Thy coffers still replenish’d from my own,

And to that height a prodigal was grown,

I gave thee all thou ask’dst and gave so fast,

I gave my self into they pow’r at last;

I gave my sceptre and my crown to thee.

A weight too heavy to be borne by me.

Where Haemus does his shady head display,

And gentle Heber cuts his sacred way,

So great’s the empire and so wide the land,

Scarce to be govern’d by a woman’s hand.

She, whom fate would not suffer to be chaste,

Whose nuptials with a fun’ral pomp was grac’d;

Shrill cries disturb’d us ‘midst our swiftest joys,

And our drawn curtains trembled with the noise;

Then lose to thee I clung all drown’d in fears,

And sought my shelter where I’d found my tears,

And now while others drown their care in sleep,

I run to th’ barren shore and rocks, to weep

And view with longing eyes the spacious deep.

All day and night I the wind’s course survey,

Impatient till I find it blows this way:

And when afar, a coming sail I view,

I thank my stars and I conclude ‘tis you;

Then with strange haste I run my love to meet;

Nor can the flowing waters stop my feet.

When near, I grow more fearful than before,

A sudden trembling seizes me all o’er,

And leaves my body breathless on the shore.

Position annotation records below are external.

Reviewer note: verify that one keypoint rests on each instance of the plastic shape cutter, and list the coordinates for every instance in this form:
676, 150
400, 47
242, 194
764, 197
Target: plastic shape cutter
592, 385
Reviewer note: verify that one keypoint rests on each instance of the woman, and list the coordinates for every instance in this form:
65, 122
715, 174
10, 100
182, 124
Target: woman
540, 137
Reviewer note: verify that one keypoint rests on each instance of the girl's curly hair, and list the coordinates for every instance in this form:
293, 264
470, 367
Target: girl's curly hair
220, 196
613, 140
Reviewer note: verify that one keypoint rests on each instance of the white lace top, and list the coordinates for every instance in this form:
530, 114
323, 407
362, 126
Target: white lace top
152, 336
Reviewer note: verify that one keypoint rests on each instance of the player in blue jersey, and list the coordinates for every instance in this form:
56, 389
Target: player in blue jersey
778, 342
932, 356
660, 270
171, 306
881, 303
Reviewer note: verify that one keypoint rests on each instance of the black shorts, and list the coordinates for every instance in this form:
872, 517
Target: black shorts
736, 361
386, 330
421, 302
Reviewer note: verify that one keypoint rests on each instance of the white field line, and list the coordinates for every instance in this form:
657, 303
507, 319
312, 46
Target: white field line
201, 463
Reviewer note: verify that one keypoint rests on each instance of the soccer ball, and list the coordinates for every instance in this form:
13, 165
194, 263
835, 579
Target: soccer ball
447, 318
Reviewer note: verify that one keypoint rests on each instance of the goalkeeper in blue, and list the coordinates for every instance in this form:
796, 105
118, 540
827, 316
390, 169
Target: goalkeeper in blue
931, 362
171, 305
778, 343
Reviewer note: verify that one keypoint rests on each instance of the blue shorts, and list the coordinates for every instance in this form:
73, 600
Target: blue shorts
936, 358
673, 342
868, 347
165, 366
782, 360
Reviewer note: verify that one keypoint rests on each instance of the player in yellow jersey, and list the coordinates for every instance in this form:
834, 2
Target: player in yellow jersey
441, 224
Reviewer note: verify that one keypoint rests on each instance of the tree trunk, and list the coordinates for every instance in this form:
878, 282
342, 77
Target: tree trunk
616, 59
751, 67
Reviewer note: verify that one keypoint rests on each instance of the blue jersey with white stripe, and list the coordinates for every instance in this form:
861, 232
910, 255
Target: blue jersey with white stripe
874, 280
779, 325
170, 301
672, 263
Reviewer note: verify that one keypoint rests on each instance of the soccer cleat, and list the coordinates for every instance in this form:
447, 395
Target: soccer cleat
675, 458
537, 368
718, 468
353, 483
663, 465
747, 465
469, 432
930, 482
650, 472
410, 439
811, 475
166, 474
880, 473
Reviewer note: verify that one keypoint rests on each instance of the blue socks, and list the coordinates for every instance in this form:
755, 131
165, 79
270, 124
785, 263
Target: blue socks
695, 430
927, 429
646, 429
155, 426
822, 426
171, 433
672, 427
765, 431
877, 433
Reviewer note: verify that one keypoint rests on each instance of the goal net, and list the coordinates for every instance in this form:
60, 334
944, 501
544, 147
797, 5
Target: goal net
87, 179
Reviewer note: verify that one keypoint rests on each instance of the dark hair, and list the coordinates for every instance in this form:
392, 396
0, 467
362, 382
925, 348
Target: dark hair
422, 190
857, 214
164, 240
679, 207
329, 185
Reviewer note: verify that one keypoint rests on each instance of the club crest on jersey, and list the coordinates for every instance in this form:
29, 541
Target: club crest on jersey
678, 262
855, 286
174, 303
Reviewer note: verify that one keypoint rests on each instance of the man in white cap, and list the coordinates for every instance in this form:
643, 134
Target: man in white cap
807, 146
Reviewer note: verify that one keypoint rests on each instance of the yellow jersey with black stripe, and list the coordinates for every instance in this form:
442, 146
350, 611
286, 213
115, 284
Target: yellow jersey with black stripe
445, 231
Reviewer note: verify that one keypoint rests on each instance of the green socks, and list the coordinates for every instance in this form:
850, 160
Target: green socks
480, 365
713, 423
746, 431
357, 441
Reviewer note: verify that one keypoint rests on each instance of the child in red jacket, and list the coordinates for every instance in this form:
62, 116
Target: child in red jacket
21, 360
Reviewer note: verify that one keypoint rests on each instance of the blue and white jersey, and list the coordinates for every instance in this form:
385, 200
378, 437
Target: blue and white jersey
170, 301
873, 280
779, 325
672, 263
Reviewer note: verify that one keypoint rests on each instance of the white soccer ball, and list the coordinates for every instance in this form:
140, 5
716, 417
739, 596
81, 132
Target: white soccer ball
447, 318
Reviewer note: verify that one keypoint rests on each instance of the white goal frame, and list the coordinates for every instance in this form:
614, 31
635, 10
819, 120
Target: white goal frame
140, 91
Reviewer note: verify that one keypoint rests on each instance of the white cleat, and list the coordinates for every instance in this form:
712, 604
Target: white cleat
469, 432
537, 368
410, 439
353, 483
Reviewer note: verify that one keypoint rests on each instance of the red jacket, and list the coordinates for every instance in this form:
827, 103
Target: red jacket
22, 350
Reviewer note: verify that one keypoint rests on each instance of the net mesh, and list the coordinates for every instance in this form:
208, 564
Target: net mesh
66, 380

Hard by, where two huge mountains guard the way,

There lies a fearful, solitary bay;

Oft I’ve resolv’d, while on this place I’ve stood,

To throw myself into the raging flood;

Wild with despair, and I will do it still,

Since you continue thus to use me ill.

And when the kinder waves shall waft me o’er,

May’st thou behold my body on the shore

Unburied lie; and though thy cruelty

Harder than stone, or than thyself should be,

Yet shalt thou cry, astonish’d with the show,

Phillis, I was not to be follow’d so.

Raging with poisons would I oft expire,

And quench my own by a much happier fire.

Then, to revenge the loss of all my rest,

Would stab thy image in my tortur’d breast.

Or by a knot (more welcome far to me

Than that, false man, which I have ty’d with thee),

Strangle that neck, where those false arms of thine,

With treach’rous kindness, us’d so oft to twine;

And as becomes a poor unhappy wife,

Repair my ruin’d honour with my life.

When we can once with our hard fate comply,

‘Tis easy then to chuse the way to die.

Then on the tomb shall the proud cause be read,

And thy sad crime still live when I am dead:

‘poor Phillis dy’d, by him she lov’d oppress’d;

‘the truest mistress, by the falsest guest.